Tokoh Intelektual Soppeng Terbelah Soal Wacana Pemilu Sistem Proporsional Tertutup

DBS NEWS, SOPPENG – Sejumlah tokoh intelektual di Kabupaten Soppeng terbelah dalam hal pendapat terkait wacana pemilu sistem proporsional tertutup atau sistem coblos partai untuk pemilu 2024.

Ada yang pro, namun ada juga yang kontra dengan sistem pemilu yang saat ini tengah bergulir di Mahkamah Konstitusi (MK).

Penggiat Demokrasi dan Kepemiluan yang juga Koordinator Presidium KAHMI Soppeng, Andi Akbar misalnya, mengaku lebih mendukung penerapan pemilu dengan sistem proporsional tertutup.

Menurutnya, selain menekan biaya penyelenggaraan, pemilu dengan sistem proporsional tertutup juga dipandang mampu mencegah berbagai bentuk potensi korupsi kedepannya.

“Pileg dengan sistem proporsional terbuka hanya melahirkan biaya politik yang mahal dan potensi korupsi yang dilakukan oleh anggota dewan karena mau mengembalikan modal kampanyenya,” ujar Andi Akbar, Senin (2/1/2023).

Andi Akbar yakin dengan sistem proporsional tertutup bakal menciptakan persaingan yang lebih adil bagi para calon anggota legislatif.

“Tidak ada lagi pertarungan antar calon, mereka-mereka yang sekarang mengurusi partai luar biasa, berkorban luar biasa, kemudian pada saat pencalonan itu kalah sama orang baru yang membawa modal besar,” ujar Akbar.

Sementara itu, Anggota Komisi III DPR RI, Supriansa menolak tegas bila sistem Pemilu 2024 kembali menerapkan sistem Pemilu proporsional tertutup.

Ia menilai sistem pemilu dengan proporsional tertutup adalah salah satu bentuk penghianatan terhadap nilai-nilai reformasi 1998.

Menurutnya, bila sistem pemilu yang sekarang dianggap banyak kekurangan mestinya sistem ini diperbaiki, bukan malah mundur dengan menerapkan sistem proporsional tertutup yang justru malah bertentangan dengan UU NO 18 Tahun 2008 tentang keterbukaan informasi publik.

“Sistem ini ibarat membeli kucing dalam karung. Dia memilih tapi tidak mengetahui siapa wakilnya yang akan duduk dan ditunjuk oleh partainya,” kata Supriansa dilansir dari Mediatanews.

Tidak hanya Supriansa, Pakar Pemilu Sulsel yang juga putra asli Soppeng, Nurmal Idrus juga tidak sepaham dengan wacana proporsional tertutup.

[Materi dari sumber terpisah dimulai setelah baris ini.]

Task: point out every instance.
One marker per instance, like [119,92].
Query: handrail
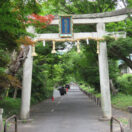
[111,124]
[5,126]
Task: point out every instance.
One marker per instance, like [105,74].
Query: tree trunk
[15,93]
[16,64]
[112,87]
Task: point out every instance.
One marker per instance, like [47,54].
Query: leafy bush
[124,83]
[11,106]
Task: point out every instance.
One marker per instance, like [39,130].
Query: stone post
[1,120]
[26,86]
[130,119]
[104,74]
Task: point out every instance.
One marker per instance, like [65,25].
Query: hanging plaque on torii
[65,26]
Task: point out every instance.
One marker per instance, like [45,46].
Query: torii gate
[97,18]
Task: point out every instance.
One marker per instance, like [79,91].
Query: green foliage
[11,106]
[124,83]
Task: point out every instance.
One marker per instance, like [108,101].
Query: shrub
[124,83]
[11,106]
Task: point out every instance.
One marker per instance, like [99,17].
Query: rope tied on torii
[76,40]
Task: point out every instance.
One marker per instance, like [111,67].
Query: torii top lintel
[106,17]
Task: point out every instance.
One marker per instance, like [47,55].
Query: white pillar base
[104,75]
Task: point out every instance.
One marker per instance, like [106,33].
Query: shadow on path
[71,113]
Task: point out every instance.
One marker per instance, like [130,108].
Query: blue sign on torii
[66,26]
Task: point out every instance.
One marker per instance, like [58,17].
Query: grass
[11,106]
[122,101]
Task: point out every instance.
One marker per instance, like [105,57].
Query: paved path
[71,113]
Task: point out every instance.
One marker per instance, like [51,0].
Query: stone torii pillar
[26,89]
[104,74]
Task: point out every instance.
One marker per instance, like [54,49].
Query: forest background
[53,70]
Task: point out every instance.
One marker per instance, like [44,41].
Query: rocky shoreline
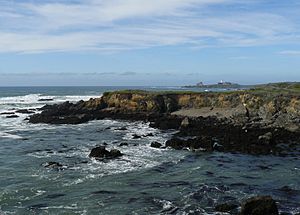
[237,122]
[243,121]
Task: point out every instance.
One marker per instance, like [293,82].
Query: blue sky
[143,42]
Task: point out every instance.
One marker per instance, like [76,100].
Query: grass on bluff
[270,89]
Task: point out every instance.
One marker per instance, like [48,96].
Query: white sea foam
[10,136]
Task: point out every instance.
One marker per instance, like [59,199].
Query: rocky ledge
[259,121]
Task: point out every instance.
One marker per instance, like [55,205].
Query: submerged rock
[226,207]
[45,100]
[260,205]
[123,144]
[24,111]
[135,136]
[155,145]
[12,116]
[266,139]
[101,152]
[53,164]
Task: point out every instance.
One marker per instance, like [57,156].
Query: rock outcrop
[244,121]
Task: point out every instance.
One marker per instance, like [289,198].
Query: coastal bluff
[248,121]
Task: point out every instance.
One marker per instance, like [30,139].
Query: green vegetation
[268,89]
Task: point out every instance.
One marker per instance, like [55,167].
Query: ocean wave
[10,136]
[41,99]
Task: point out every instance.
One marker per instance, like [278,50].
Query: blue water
[144,181]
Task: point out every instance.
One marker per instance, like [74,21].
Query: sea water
[143,181]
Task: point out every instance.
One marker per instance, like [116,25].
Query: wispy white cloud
[290,52]
[115,25]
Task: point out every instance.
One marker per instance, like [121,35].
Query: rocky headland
[264,120]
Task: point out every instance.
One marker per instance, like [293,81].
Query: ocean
[145,180]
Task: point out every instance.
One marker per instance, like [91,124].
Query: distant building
[200,84]
[224,83]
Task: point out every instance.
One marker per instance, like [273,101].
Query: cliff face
[276,110]
[169,102]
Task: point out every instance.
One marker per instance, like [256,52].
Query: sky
[148,42]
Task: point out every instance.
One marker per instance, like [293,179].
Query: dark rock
[260,205]
[45,100]
[38,206]
[155,145]
[101,152]
[53,164]
[226,207]
[12,116]
[7,113]
[218,147]
[114,153]
[266,139]
[121,129]
[135,136]
[24,111]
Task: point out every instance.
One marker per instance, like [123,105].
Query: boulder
[45,100]
[259,205]
[53,164]
[155,145]
[135,136]
[226,207]
[266,139]
[12,116]
[24,111]
[101,152]
[123,144]
[114,153]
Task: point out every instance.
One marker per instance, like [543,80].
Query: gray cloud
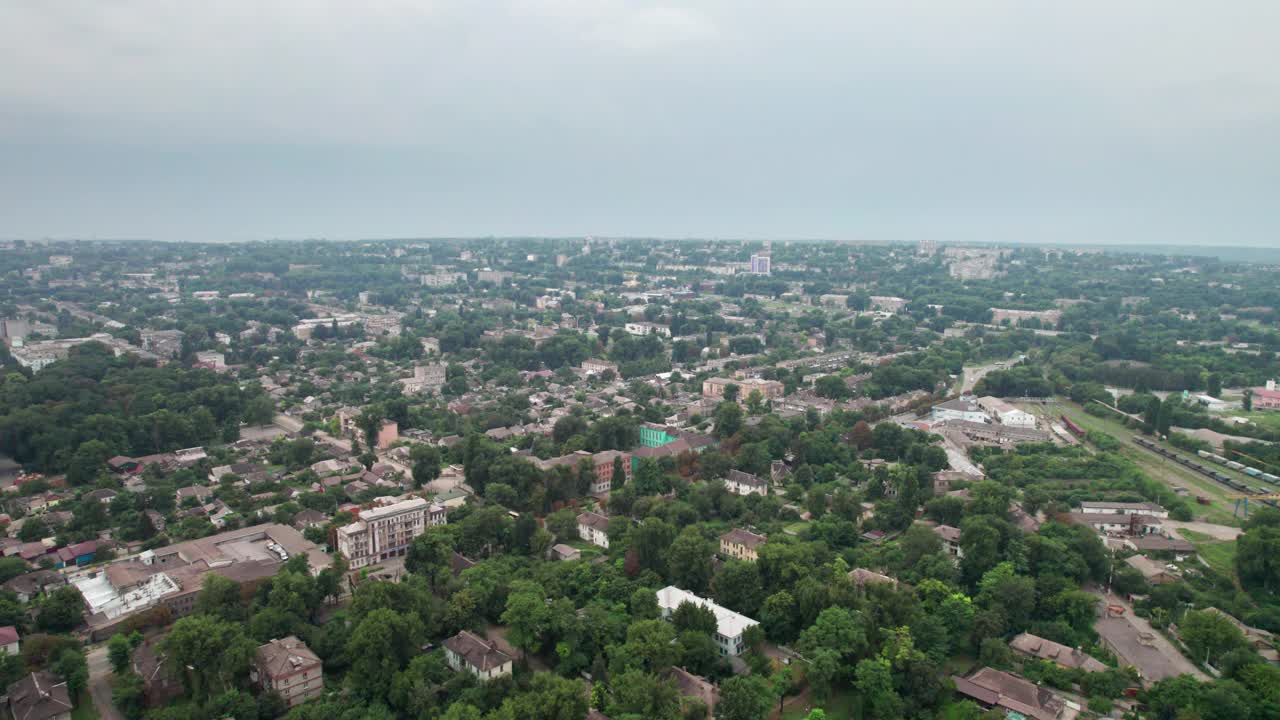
[1002,121]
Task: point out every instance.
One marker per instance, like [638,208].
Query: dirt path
[100,683]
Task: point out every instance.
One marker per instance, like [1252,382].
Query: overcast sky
[1084,121]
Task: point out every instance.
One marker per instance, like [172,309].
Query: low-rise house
[470,652]
[40,696]
[862,577]
[1101,507]
[289,669]
[741,545]
[31,586]
[728,625]
[950,538]
[78,555]
[566,552]
[995,688]
[745,483]
[1069,657]
[594,528]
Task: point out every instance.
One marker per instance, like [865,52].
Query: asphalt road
[100,683]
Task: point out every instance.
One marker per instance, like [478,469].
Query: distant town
[609,478]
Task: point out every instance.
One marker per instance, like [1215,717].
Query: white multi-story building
[387,532]
[959,409]
[728,625]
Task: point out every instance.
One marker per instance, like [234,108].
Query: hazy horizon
[1084,124]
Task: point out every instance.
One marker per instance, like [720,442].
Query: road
[1136,643]
[100,683]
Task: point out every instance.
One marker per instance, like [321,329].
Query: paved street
[100,683]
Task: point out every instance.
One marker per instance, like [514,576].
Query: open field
[1220,509]
[1220,555]
[841,706]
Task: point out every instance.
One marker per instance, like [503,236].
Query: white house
[728,625]
[594,528]
[1005,413]
[478,656]
[959,409]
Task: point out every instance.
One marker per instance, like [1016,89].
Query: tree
[823,666]
[119,650]
[426,464]
[213,651]
[62,611]
[874,682]
[1210,636]
[222,597]
[525,615]
[690,616]
[379,647]
[689,560]
[728,419]
[1257,551]
[128,695]
[744,697]
[737,586]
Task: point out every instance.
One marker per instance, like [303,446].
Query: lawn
[1220,555]
[841,706]
[1159,468]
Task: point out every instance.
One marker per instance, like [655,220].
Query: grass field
[1220,509]
[1220,555]
[841,706]
[85,709]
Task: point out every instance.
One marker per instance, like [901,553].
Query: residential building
[1006,414]
[387,531]
[593,367]
[161,680]
[173,575]
[594,528]
[387,434]
[40,696]
[289,669]
[862,577]
[728,625]
[745,483]
[470,652]
[1011,693]
[769,390]
[741,545]
[1069,657]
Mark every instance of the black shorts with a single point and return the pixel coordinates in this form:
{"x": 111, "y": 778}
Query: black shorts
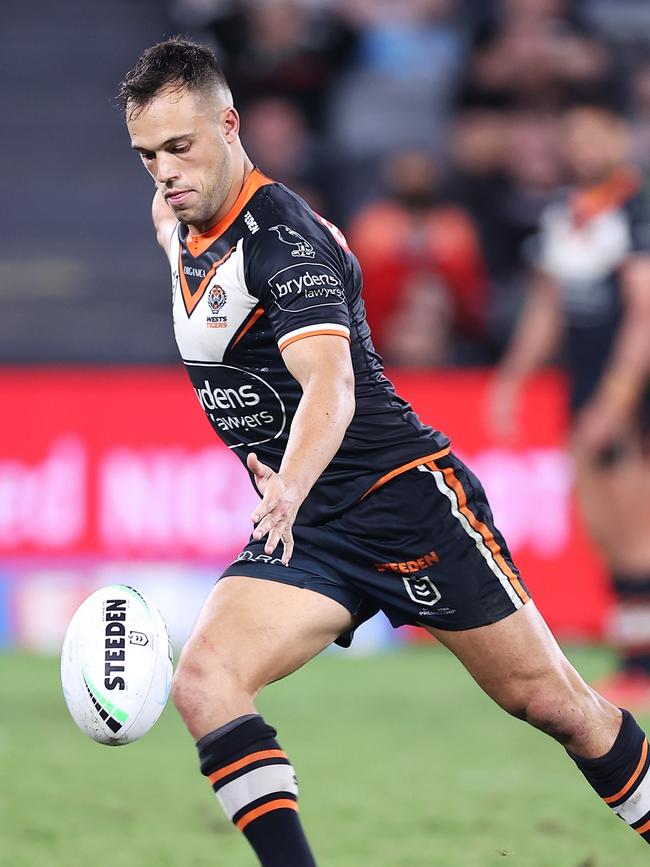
{"x": 422, "y": 548}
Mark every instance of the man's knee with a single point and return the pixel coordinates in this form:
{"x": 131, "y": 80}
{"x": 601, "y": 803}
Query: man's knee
{"x": 558, "y": 709}
{"x": 207, "y": 678}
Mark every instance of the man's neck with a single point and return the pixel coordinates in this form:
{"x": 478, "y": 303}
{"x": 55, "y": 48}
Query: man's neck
{"x": 241, "y": 176}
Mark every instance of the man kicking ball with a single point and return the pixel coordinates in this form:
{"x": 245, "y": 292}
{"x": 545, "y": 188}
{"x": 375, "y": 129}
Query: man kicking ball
{"x": 270, "y": 325}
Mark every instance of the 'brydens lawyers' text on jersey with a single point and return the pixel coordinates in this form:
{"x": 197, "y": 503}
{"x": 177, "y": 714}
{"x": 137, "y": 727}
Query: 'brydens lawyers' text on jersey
{"x": 269, "y": 273}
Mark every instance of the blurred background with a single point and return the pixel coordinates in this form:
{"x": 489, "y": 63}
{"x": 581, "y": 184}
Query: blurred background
{"x": 428, "y": 130}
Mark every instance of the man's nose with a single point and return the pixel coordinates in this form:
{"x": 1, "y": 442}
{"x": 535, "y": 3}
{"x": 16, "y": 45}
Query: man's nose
{"x": 165, "y": 169}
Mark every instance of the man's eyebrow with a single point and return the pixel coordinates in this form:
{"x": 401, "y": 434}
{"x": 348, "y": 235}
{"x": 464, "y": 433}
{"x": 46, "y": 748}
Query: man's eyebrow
{"x": 167, "y": 143}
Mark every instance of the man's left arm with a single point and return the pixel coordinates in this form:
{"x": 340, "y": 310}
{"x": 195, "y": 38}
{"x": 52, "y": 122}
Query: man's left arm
{"x": 626, "y": 375}
{"x": 323, "y": 367}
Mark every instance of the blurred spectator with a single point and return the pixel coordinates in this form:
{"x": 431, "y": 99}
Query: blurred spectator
{"x": 278, "y": 141}
{"x": 422, "y": 268}
{"x": 536, "y": 53}
{"x": 281, "y": 48}
{"x": 590, "y": 295}
{"x": 641, "y": 117}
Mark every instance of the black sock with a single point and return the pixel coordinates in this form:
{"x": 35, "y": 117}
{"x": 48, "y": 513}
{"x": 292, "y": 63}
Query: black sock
{"x": 621, "y": 776}
{"x": 630, "y": 623}
{"x": 256, "y": 786}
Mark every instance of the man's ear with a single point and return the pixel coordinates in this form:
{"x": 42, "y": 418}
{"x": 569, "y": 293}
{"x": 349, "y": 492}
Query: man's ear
{"x": 230, "y": 122}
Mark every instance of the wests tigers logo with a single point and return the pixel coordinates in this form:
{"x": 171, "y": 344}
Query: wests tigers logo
{"x": 216, "y": 298}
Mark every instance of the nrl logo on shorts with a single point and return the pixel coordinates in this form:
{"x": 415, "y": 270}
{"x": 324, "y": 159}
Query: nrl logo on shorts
{"x": 304, "y": 249}
{"x": 422, "y": 590}
{"x": 216, "y": 299}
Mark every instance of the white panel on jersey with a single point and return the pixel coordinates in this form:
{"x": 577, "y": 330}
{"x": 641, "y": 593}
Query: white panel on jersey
{"x": 224, "y": 306}
{"x": 234, "y": 796}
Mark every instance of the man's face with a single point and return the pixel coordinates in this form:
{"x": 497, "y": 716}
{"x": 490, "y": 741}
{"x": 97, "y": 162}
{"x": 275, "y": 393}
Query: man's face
{"x": 593, "y": 144}
{"x": 184, "y": 139}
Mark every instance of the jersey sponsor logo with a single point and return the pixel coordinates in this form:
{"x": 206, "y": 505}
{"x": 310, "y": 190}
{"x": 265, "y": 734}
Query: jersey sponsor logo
{"x": 191, "y": 271}
{"x": 304, "y": 249}
{"x": 408, "y": 566}
{"x": 243, "y": 408}
{"x": 251, "y": 223}
{"x": 216, "y": 300}
{"x": 314, "y": 285}
{"x": 422, "y": 590}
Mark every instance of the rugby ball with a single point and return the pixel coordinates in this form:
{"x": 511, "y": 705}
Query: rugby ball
{"x": 116, "y": 665}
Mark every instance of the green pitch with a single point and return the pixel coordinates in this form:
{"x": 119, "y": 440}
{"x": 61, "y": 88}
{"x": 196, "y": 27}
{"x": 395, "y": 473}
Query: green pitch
{"x": 402, "y": 762}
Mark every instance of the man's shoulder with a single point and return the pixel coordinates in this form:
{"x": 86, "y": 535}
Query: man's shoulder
{"x": 276, "y": 205}
{"x": 281, "y": 227}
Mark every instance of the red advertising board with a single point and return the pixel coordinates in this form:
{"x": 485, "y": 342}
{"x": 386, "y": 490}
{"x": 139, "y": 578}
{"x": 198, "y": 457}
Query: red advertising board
{"x": 120, "y": 464}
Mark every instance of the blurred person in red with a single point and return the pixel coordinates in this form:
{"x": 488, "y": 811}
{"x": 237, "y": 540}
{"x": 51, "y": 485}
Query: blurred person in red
{"x": 412, "y": 244}
{"x": 591, "y": 295}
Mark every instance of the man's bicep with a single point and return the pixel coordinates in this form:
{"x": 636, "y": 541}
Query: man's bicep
{"x": 636, "y": 285}
{"x": 321, "y": 355}
{"x": 300, "y": 279}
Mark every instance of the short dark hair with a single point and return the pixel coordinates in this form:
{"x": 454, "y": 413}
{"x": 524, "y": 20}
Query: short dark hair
{"x": 178, "y": 63}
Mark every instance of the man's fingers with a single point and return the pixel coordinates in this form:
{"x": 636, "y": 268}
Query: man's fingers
{"x": 273, "y": 540}
{"x": 287, "y": 539}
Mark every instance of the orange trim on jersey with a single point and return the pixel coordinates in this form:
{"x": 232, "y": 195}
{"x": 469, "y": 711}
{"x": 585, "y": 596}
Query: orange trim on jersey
{"x": 626, "y": 788}
{"x": 280, "y": 804}
{"x": 259, "y": 311}
{"x": 247, "y": 760}
{"x": 198, "y": 244}
{"x": 404, "y": 468}
{"x": 643, "y": 828}
{"x": 284, "y": 343}
{"x": 481, "y": 528}
{"x": 192, "y": 300}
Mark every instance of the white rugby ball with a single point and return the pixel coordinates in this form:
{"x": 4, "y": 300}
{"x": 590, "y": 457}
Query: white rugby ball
{"x": 116, "y": 665}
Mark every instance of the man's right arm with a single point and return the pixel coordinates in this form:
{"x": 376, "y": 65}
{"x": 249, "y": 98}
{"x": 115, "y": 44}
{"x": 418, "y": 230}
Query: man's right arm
{"x": 535, "y": 339}
{"x": 164, "y": 221}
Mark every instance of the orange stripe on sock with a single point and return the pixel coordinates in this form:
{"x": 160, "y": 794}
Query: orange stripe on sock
{"x": 626, "y": 788}
{"x": 643, "y": 828}
{"x": 481, "y": 528}
{"x": 247, "y": 760}
{"x": 280, "y": 804}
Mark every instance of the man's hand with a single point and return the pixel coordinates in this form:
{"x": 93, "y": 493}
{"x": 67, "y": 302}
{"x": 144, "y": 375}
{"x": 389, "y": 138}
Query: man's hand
{"x": 275, "y": 514}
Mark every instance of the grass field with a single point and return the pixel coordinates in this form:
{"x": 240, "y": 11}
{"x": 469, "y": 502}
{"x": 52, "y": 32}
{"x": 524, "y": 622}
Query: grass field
{"x": 402, "y": 763}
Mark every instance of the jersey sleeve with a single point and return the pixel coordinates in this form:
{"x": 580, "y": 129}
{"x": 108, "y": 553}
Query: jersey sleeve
{"x": 299, "y": 276}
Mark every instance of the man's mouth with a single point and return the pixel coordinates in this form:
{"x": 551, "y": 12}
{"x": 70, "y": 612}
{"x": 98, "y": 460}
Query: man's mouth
{"x": 176, "y": 197}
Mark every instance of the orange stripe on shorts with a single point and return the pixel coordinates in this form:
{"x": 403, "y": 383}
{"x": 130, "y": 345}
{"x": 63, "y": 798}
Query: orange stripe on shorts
{"x": 484, "y": 531}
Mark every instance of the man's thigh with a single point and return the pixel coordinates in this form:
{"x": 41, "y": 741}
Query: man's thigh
{"x": 261, "y": 631}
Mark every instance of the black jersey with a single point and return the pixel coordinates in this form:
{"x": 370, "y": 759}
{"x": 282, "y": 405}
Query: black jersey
{"x": 270, "y": 273}
{"x": 584, "y": 256}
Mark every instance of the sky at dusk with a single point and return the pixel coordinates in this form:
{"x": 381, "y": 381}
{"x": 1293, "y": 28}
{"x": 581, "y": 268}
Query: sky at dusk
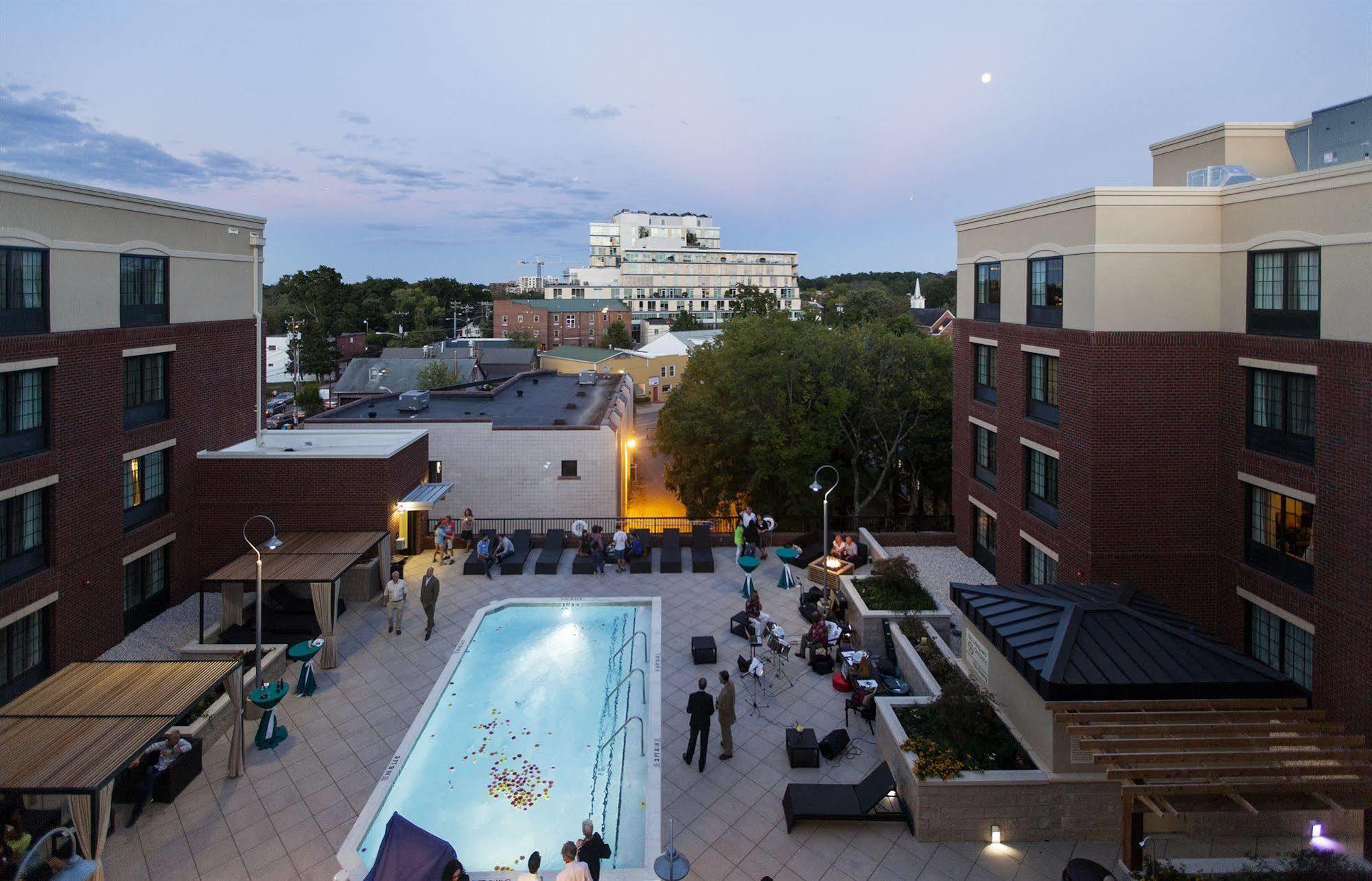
{"x": 456, "y": 139}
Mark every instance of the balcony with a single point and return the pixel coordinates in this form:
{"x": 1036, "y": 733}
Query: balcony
{"x": 1282, "y": 566}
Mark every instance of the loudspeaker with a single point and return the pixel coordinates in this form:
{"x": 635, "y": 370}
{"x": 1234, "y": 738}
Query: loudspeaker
{"x": 833, "y": 744}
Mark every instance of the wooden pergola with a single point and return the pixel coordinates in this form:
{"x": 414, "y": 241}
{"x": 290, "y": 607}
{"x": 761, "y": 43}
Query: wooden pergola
{"x": 1172, "y": 757}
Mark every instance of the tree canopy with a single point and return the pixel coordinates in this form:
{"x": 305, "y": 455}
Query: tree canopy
{"x": 771, "y": 400}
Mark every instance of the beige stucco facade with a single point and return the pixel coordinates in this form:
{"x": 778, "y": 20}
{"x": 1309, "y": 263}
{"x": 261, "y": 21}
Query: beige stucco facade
{"x": 85, "y": 229}
{"x": 1175, "y": 258}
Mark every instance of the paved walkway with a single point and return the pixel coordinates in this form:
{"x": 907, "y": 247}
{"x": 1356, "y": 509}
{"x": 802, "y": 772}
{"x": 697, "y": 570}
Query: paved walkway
{"x": 288, "y": 814}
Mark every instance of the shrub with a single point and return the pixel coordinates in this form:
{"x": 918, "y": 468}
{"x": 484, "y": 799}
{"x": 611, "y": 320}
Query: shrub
{"x": 895, "y": 585}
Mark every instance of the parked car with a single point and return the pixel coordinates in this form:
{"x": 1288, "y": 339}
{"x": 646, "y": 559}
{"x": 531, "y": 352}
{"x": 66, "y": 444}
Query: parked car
{"x": 279, "y": 401}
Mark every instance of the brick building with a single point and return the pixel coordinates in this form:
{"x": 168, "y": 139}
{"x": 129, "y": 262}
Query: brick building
{"x": 126, "y": 345}
{"x": 560, "y": 323}
{"x": 1174, "y": 385}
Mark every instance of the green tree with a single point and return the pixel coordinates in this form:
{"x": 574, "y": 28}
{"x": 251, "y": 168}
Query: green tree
{"x": 618, "y": 336}
{"x": 309, "y": 398}
{"x": 435, "y": 375}
{"x": 686, "y": 321}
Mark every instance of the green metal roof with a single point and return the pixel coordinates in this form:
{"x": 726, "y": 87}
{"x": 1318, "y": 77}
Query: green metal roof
{"x": 574, "y": 305}
{"x": 581, "y": 353}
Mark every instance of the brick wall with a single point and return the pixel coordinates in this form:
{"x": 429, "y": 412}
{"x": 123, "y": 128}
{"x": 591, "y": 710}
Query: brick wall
{"x": 210, "y": 407}
{"x": 1152, "y": 438}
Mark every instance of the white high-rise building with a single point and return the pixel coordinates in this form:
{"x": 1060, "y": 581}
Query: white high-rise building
{"x": 663, "y": 264}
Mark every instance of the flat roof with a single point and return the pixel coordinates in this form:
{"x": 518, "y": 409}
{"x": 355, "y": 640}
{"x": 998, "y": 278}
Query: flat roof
{"x": 1111, "y": 643}
{"x": 321, "y": 444}
{"x": 530, "y": 400}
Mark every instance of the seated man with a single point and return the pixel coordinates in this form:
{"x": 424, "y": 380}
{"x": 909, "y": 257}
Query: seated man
{"x": 155, "y": 759}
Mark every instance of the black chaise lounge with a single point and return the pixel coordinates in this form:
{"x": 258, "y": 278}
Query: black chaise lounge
{"x": 513, "y": 564}
{"x": 670, "y": 559}
{"x": 645, "y": 563}
{"x": 873, "y": 799}
{"x": 701, "y": 556}
{"x": 472, "y": 566}
{"x": 552, "y": 552}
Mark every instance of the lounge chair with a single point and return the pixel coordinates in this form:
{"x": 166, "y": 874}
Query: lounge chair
{"x": 701, "y": 555}
{"x": 645, "y": 563}
{"x": 552, "y": 553}
{"x": 472, "y": 566}
{"x": 873, "y": 799}
{"x": 670, "y": 559}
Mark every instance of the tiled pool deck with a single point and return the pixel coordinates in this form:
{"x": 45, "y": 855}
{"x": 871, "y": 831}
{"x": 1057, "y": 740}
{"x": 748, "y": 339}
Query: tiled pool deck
{"x": 287, "y": 817}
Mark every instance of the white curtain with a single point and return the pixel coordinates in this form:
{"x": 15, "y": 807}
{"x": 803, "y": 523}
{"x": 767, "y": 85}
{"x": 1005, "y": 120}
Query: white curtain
{"x": 324, "y": 611}
{"x": 233, "y": 685}
{"x": 91, "y": 839}
{"x": 231, "y": 604}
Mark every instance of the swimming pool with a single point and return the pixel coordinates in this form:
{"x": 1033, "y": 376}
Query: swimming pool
{"x": 534, "y": 725}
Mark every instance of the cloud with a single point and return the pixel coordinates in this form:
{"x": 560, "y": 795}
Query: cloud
{"x": 383, "y": 173}
{"x": 41, "y": 133}
{"x": 582, "y": 111}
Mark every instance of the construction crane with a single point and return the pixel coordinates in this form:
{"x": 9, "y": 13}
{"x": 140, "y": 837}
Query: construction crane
{"x": 538, "y": 261}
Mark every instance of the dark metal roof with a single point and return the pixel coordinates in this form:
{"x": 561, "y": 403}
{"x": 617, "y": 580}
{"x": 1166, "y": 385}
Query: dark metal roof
{"x": 1111, "y": 643}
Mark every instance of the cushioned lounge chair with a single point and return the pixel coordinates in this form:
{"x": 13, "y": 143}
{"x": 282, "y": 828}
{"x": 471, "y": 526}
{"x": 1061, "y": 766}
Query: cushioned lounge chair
{"x": 873, "y": 799}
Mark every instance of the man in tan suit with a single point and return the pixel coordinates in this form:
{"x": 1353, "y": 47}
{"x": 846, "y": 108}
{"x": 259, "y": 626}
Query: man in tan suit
{"x": 725, "y": 706}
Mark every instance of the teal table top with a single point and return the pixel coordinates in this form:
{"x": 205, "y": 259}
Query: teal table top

Dilansir dari Celeberterkini, menurut Nurmal, sistem proporsional tertutup adalah kemunduran bagi demokrasi karena tidak lagi menjadikan rakyat sebagai penentu utama perwakilan mereka di DPR dan DPRD.

Kondisi itu akan membuat rakyat tak punya lagi korelasi langsung dengan wakil mereka di parlemen. Rentang kendali rakyat terhadap wakil mereka di parlemen akan makin lemah karena ada parpol yang mengantarainya.

“Padahal, mereka duduk di parlemen atas nama rakyat dan harus berjuang untuk kepentingan rakyat bukan parpol,” ujar Nurmal.

Terkait dengan mahalnya biaya pemilu dengan sistem proporsional terbuka, Nurmal menyebut itu hanya alasan pembenar untuk memuluskan rencana ini. Pasalnya, biaya kampanye caleg selama ini ditanggung oleh masing-masing caleg, bukan menggunakan uang negara.

“Proporsional terbuka akan melahirkan dinamisasi bukan hanya dari sisi politik tetapi juga dari sisi ekonomi dengan banyaknya kebutuhan caleg jelang pemilu. Masyarakat diuntungkan dari sisi ekonomi dan juga diuntungkan dari sisi politik karena mereka punya kendali langsung pada caleg- caleg itu,” ujarnya.

Nurmal pun menilai semua alasan mengenai penerapan proporsional tertutup dalam pemilu sangatlah lemah dan sulit untuk dicarikan argumentasi yang tepat.

Wacana ini menurutnya memang hanya untuk kepentingan sejumlah individu di pimpinan parpol yang akan banyak diuntungkan.

“Jika ini diterapkan maka oligarki dan nepotisme politik dan kekuasaan akan makin berkembang sementara politik uang di internal parpol akan semakin marak yang justru akan membuat kekacauan baru dan berbiaya tinggi,” kata Nurmal.